Sonographie der Säuglingshüfte

Der Mensch ist ein ausgesprochener "Nesthocker" und bringt seine Kinder unreif zur Welt... Häufig sind auch die Hüftgelenke bei Geburt noch nicht ausgereift. In einem gewissen Prozentsatz liegt jedoch auch eine angeborene Fehlanlage der Hüftgelenke vor. Mädchen sind hier viermal häufiger betroffen als Jungen. Während diese Hüftfehlanlage bei Schwarzafrikanern praktisch niemals vorkommt, ist sie bei uns mit einem Auftreten bei etwa 4 % der Neugeboren die häufigste angeborene Deformität des Halte- und Bewegungsapparates. Die Erkrankung kommt sowohl in bestimmten Familien besonders häufig vor als auch in bestimmten Gegenden, beispielsweise in Franken, im Bayerischen Wald, in Böhmen oder Sachsen. Professor Graf, ein Orthopäde aus Österreich, machte sich Mitte der 80er Jahre besonders verdient um die Früherkennung angeborener Hüftschäden und entwickelte ein revolutionäres ultraschallgestütztes System, mit dem sich Hüftschäden des Säuglings bereits bei Geburt nachwiesen lassen. Seit 1996 ist diese Untersuchung standardisierter Bestandteil der U3-Untersuchung von Säuglingen in Deutschland und wird meist beim Kinderarzt durchgeführt. Bei auffälligen Befunden wird in der Regel eine Überweisung zum Orthopäden ausgestellt, der dann die fachgerechte Behandlung einleitet und überwacht.

Leider ist dann häufig schon wertvolle Zeit verstrichen. Denn man weiß, dass die Hüfte des Neugeborenen für 12-16 Wochen nach Geburt eine sehr gute Möglichkeit hat "nachzureifen". Das heisst, dass bei Vorliegen einer Fehlanlage der Beginn der Behandlung entscheidend für den Erfolg ist, je früher desto besser! Ideal wäre ein Behandlungsbeginn in der ersten Lebenswoche falls nötig.
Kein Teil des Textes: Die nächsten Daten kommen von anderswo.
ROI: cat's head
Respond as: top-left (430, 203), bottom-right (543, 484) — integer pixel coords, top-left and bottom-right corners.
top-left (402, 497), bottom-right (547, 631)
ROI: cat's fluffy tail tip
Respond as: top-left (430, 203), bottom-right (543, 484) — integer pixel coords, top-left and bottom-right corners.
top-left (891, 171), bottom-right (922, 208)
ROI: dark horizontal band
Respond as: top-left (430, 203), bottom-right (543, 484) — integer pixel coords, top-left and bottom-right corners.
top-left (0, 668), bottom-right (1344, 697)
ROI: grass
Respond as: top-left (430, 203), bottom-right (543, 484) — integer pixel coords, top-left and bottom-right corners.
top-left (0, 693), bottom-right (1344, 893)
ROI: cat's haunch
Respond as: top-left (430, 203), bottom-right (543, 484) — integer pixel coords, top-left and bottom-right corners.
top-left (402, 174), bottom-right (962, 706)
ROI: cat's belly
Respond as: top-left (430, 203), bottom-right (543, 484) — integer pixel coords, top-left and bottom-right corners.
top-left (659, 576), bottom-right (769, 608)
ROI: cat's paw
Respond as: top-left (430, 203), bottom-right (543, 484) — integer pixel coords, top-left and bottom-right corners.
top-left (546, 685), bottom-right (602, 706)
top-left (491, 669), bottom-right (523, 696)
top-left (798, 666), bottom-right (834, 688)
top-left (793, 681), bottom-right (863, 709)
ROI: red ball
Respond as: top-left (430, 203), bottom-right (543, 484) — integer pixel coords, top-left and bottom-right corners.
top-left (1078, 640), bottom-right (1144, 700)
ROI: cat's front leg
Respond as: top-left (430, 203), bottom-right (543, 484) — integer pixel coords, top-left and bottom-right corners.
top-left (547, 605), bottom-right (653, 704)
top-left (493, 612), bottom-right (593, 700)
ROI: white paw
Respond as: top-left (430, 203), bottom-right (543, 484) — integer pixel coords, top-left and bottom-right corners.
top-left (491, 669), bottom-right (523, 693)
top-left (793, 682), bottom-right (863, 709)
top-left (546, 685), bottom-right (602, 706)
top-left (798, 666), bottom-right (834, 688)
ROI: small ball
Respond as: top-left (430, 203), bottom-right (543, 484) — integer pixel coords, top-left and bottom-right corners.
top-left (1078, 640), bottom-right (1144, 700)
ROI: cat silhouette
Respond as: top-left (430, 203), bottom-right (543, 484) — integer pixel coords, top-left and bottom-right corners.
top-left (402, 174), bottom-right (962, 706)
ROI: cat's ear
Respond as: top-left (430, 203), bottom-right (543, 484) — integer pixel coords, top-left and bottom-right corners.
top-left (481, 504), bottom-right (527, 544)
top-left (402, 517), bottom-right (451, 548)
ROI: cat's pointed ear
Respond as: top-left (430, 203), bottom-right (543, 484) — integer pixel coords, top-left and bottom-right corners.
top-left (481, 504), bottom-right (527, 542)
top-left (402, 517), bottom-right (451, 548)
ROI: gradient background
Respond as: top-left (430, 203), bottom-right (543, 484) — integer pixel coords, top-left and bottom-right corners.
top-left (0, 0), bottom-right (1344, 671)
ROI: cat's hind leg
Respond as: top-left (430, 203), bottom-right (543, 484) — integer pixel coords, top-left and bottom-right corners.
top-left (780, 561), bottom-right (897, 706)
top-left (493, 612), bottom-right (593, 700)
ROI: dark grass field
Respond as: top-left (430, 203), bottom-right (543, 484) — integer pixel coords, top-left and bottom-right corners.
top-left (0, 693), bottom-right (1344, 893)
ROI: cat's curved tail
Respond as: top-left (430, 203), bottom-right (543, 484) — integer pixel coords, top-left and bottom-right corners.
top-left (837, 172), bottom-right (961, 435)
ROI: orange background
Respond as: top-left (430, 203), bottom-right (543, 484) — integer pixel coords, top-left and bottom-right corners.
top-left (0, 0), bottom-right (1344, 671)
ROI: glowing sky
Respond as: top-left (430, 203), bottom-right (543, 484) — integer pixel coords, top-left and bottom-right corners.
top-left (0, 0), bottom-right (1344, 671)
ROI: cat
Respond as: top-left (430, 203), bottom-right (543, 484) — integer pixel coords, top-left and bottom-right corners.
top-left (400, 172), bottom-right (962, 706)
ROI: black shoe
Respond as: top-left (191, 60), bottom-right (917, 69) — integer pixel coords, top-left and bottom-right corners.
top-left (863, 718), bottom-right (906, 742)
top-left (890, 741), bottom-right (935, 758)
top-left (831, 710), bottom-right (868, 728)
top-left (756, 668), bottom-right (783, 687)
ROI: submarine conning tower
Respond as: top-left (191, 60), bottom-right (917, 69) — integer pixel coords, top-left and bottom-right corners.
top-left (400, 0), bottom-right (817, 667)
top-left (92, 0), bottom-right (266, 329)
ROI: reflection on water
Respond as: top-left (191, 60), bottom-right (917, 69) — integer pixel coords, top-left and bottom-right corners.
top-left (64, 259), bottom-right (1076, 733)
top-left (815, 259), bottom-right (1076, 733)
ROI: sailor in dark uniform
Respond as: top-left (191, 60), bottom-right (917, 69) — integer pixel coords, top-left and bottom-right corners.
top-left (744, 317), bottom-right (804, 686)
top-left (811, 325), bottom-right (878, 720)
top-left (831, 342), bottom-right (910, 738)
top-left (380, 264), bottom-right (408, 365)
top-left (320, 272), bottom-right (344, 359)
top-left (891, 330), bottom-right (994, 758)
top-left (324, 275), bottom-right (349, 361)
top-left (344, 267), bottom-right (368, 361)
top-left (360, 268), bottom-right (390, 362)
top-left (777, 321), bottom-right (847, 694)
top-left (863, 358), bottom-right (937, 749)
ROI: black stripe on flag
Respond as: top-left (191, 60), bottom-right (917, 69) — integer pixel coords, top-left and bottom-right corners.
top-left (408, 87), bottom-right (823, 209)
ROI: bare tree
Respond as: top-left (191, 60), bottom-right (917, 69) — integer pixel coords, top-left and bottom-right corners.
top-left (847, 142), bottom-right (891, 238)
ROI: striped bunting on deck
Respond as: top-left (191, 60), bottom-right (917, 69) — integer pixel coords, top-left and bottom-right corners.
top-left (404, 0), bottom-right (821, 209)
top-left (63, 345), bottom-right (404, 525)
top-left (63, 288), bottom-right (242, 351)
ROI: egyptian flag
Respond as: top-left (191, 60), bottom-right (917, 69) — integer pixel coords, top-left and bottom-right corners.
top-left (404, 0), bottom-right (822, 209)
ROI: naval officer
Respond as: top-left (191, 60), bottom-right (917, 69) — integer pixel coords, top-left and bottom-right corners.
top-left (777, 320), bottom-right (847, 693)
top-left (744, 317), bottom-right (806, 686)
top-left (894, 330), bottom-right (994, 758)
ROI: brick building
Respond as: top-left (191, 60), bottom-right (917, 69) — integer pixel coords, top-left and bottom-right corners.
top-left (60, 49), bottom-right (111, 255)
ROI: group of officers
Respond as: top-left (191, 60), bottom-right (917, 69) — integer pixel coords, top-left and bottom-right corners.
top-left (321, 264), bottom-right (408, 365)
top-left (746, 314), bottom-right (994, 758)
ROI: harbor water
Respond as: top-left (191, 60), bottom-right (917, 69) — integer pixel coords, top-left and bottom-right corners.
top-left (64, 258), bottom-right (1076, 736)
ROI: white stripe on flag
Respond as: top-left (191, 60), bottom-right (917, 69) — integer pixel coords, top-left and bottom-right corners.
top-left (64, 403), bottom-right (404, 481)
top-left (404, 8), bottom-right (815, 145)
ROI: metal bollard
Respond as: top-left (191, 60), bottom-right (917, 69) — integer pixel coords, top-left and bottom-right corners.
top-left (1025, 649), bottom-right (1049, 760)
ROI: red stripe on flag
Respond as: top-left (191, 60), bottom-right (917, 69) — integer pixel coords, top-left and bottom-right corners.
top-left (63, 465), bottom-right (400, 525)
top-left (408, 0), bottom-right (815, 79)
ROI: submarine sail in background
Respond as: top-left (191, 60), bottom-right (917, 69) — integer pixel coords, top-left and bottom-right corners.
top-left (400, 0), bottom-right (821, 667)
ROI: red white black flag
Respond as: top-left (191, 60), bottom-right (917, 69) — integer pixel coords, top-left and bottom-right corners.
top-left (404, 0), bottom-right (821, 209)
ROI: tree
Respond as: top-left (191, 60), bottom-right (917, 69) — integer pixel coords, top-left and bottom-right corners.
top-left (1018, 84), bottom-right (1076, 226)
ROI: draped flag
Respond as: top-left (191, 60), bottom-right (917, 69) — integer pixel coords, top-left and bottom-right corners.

In seltenen Fällen, wenn die angeborene Verformung des Hüftgelenkes sehr ausgeprägt ist, ist allerdings auch trotz optimaler konservativer Behandlung eine Operation nicht zu umgehen. In diesem Falle muss ein spezialisiertes orthopädisches Zentrum die operative Behandlung übernehmen. Bei Bedarf besteht eine enge Zusammenarbeit mit einem geeigneten orthopädischen Zentrum. Die Nachbehandlung nach eventuell notwendiger Operation wird dann wieder in der Praxis durchgeführt.